The flight to get him help will be 45 minutes in duration.
We put headphones on all our conscious patients so we can keep them informed about the progress of the flight, and get input from them on what they are feeling.
Initially, he seems like a nice guy. He's anxious... making jokes. His blood pressure is high, bad for a head bleed, but it's not so high as to cause panic and my crew is chatting with him, trying to get him to relax.
And then my opinion of him changes. Over the intercom I hear him say, "That's a problem."

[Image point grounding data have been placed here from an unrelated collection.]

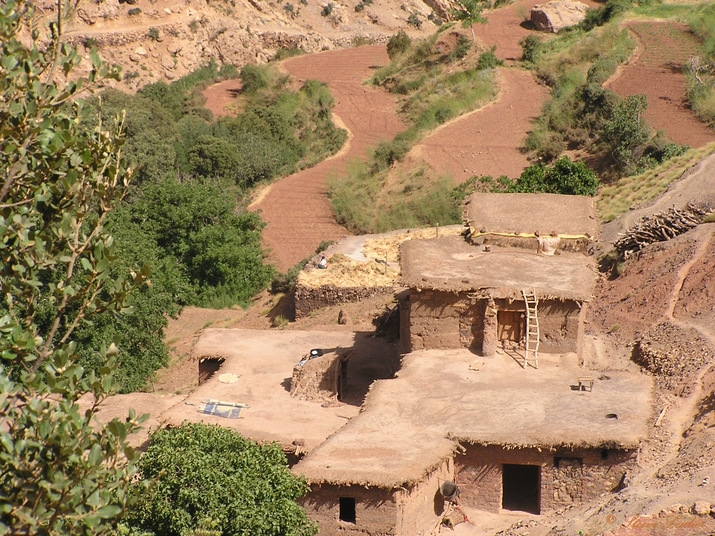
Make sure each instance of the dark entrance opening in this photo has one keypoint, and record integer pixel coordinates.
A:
(510, 325)
(347, 509)
(521, 485)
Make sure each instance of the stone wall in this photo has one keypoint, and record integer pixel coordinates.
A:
(581, 245)
(308, 299)
(434, 319)
(568, 476)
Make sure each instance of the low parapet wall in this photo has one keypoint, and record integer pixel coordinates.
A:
(547, 244)
(308, 299)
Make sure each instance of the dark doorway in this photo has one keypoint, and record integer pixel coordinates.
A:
(510, 326)
(521, 485)
(347, 509)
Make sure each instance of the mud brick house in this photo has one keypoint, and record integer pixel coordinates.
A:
(461, 408)
(470, 293)
(511, 440)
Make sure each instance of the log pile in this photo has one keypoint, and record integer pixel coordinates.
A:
(659, 228)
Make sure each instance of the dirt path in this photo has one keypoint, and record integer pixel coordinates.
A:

My paramedic responds, "What's that?"
"See that? See that vibration? That's a problem. This helicopter either has a bearing going bad, or one of the blades is out of balance."
Paramedic- "It's a smooth night. I feel nothing out of the ordinary. Relax."
"Well, I'll tell you more about this flight when we land, but you've got a problem with this machine."
I bite my tongue and quash the impulse to ask our patient "How many hours do YOU have in the BK117?"
We soon get his number nailed though...
"My sister is a nurse at (the hospital we are taking him to)."
My flight crew... "Oh really? Which department does she work in?"
"I'm not sure. I think she's a flight nurse."
(This is possible because the receiving hospital DOES have a flight program.)
But he later confides, "You'll be surprised when you meet my sister. She's the opposite of me... weighs 300 pounds!"
That must be some POWERFUL helicopter at that program!
We've all met guys like this. I know he was probably scared to death, talking just to vent his fears.
But why are some folks compelled to stretch the truth beyond belief, trying to make themselves look like experts in everything they discuss?
I meet WAY TOO MANY of 'em in my life-journey.